ALBUM OF THE DAY
Bnny, “Everything”
By Elle Carroll · August 19, 2021 Merch for this release:
Vinyl LP, Compact Disc (CD)

The musical touchstones of Bnny’s debut LP, Everything, are predominantly post-‘60s garage and the sadder side of ‘90s indie, maybe some meditative 2010s ambient. Its central theme—death—is slightly older.

Making music about death has a fair amount of precedent. There’s Hospice and Carrie & Lowell, “Candle in the Wind” (first written for Marilyn Monroe, then rewritten for Diana), and Pink Floyd’s “Shine On You Crazy Diamond.” There’s second-line brass bands, baroque requiems, and Gregorian chants from the Middle Ages. There’s evidence of funerary music stretching back to Ancient Egypt and images of lute players inside their tombs. So long as people keep dying, we keep singing them out.

But there is no “we” in Everything. There is only Bnny frontwoman Jess Viscius and the notable absence left by the death of her partner, a void she leans into physically on the cover. She addresses this absence by name in a papery whisper exactly once on the record during “Dreams,” begging him to “Come to me in dreams/ Good or bad, I’ll take anything.” Grief will do that to you.

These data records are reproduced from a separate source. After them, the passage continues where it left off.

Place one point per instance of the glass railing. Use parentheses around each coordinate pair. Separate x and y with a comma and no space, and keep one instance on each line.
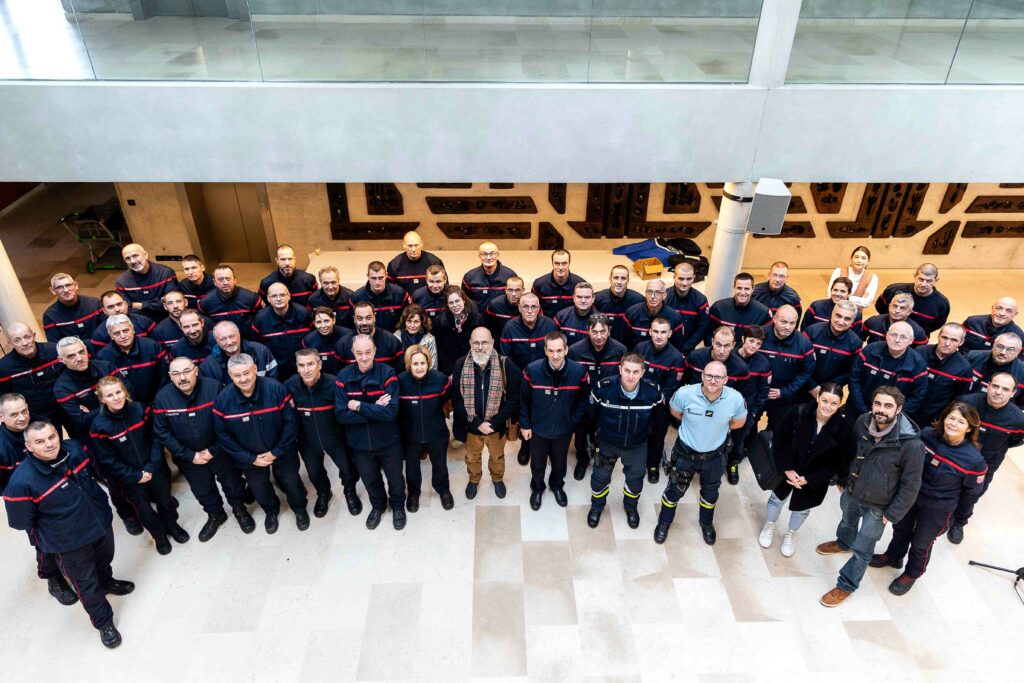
(908,41)
(563,41)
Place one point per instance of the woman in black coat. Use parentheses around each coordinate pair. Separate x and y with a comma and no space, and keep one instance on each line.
(810,449)
(453,327)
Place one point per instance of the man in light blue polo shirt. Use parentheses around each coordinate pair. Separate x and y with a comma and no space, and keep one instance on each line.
(708,412)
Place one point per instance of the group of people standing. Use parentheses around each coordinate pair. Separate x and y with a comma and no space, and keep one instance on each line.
(244,388)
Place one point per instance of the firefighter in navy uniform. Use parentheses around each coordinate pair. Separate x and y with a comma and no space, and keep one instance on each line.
(689,303)
(553,396)
(949,374)
(71,313)
(1001,428)
(409,269)
(76,394)
(622,408)
(665,366)
(600,355)
(123,438)
(366,401)
(183,424)
(197,283)
(1005,357)
(14,419)
(32,370)
(708,412)
(953,470)
(386,298)
(320,433)
(616,299)
(324,339)
(255,424)
(144,283)
(423,393)
(281,327)
(555,289)
(300,285)
(52,497)
(140,360)
(333,295)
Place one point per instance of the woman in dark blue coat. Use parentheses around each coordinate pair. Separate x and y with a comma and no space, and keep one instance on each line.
(422,394)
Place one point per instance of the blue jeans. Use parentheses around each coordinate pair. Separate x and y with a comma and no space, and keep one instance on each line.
(861,541)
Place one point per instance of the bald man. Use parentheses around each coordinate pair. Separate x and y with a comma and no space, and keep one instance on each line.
(301,285)
(31,370)
(144,283)
(983,329)
(409,269)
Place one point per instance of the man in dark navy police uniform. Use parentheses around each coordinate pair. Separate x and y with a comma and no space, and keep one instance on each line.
(409,269)
(73,314)
(144,283)
(300,284)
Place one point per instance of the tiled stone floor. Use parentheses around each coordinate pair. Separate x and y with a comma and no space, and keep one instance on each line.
(492,590)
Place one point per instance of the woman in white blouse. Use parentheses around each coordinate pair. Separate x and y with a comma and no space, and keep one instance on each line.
(865,283)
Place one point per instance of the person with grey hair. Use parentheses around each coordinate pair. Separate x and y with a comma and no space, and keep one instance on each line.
(949,374)
(228,343)
(1003,358)
(32,370)
(256,425)
(931,307)
(900,308)
(138,359)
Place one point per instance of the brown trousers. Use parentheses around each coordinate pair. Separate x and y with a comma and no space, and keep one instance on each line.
(496,456)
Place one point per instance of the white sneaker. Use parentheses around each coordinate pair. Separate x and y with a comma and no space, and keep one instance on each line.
(788,543)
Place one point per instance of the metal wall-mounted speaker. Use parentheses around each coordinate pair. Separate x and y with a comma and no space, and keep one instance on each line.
(771,201)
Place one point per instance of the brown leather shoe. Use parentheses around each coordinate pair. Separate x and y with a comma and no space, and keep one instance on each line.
(830,548)
(835,597)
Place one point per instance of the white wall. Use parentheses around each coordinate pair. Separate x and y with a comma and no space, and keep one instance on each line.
(448,132)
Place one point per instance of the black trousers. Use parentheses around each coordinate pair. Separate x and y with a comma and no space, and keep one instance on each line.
(286,473)
(655,441)
(915,534)
(437,452)
(203,481)
(634,461)
(710,471)
(154,494)
(88,571)
(370,464)
(543,449)
(966,507)
(313,462)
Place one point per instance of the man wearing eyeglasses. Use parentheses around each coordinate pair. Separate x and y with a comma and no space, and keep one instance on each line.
(1003,358)
(487,280)
(708,412)
(888,363)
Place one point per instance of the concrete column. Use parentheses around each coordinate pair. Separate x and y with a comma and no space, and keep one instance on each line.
(13,305)
(776,29)
(730,240)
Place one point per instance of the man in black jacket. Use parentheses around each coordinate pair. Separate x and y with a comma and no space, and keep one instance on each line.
(183,424)
(484,399)
(52,497)
(881,485)
(320,433)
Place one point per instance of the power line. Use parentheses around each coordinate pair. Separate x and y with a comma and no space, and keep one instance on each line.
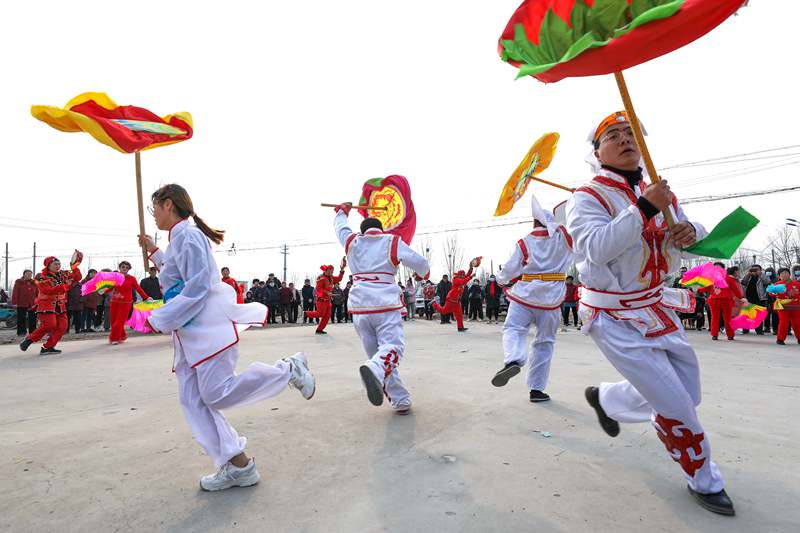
(703,199)
(680,165)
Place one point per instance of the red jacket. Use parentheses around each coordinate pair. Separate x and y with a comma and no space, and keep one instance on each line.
(325,285)
(24,293)
(123,294)
(53,289)
(793,292)
(733,292)
(238,288)
(459,283)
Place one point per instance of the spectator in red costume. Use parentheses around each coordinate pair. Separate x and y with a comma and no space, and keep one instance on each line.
(722,301)
(453,301)
(226,278)
(325,283)
(22,298)
(122,302)
(53,284)
(789,314)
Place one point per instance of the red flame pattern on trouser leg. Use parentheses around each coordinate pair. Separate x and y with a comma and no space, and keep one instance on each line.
(679,439)
(662,386)
(383,340)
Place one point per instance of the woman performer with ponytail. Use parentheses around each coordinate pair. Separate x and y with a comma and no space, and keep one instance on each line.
(202,314)
(121,303)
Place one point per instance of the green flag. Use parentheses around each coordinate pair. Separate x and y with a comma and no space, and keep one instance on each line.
(726,237)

Although Mazzy Star and Soko are natural reference points here, Everything still has its fiery side. Viscius is prone to flashes of psych-rock recklessness that mediate a shrugging nihilism, particularly on “Promises.” She’s downright combative on the garage-y “Take That Back,” claiming that she would rather not fight, but that “I just want to say you’re wrong/ And baby I’m right.” She’s shadowboxing and she knows it. She doesn’t care.

It can’t last. Viscius is too deflated by grief to throw punches at someone she misses for a full album. She tends to exhaust herself before most of the songs finish, leaving the outros to the band. She’s unconcerned with specifics, singing that “you remind me of a place I used to know” and “a feeling I once had” on “Blind” without elaborating on what that place or feeling might be. She feels no need to dream up brand new metaphors for grief or death, singing instead about delicate hearts and dying flowers. If other people find that clichéd, so be it.

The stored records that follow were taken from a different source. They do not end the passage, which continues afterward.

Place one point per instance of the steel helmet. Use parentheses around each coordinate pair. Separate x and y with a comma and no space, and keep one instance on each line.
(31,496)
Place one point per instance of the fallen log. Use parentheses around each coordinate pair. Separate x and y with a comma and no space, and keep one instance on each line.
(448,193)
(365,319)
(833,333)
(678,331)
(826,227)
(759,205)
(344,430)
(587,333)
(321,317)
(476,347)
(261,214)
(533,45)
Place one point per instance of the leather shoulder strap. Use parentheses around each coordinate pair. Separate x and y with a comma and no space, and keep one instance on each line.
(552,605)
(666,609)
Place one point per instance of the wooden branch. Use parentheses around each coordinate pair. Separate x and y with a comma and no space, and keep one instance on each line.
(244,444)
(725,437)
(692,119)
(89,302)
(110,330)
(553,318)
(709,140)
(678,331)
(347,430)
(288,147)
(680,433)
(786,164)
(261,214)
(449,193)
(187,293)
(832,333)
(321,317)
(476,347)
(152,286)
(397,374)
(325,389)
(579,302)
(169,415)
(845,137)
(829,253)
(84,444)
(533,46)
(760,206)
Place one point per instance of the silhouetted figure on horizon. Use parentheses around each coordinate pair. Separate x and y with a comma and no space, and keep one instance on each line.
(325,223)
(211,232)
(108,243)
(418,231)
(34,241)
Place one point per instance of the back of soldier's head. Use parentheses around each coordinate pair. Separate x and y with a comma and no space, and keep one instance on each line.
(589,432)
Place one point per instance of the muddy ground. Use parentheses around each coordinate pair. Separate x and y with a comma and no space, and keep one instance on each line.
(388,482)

And for the most part, other people don’t exist on Everything. They appear only to stupidly tell her life goes on, which she dismisses on “Thaw” (the comedown from “Take That Back”) with a simple, “Don’t they know they’re wrong?”

In other words, Everything has no use for the living. As for the dead? He makes his presence known on 54-second closer “Voice Memo,” a hardly-even-a-demo of Viscius and a man’s voice harmonizing over acoustic guitar. Death is the end of everything, but it also has a unique power to imbue the mundane with the outsize significance of remembrance. Placed at the tail end of the album’s exasperation and sorrow, it’s a uniquely stirring moment. And so the lineage—and that deeply human need to sing each other out—continues.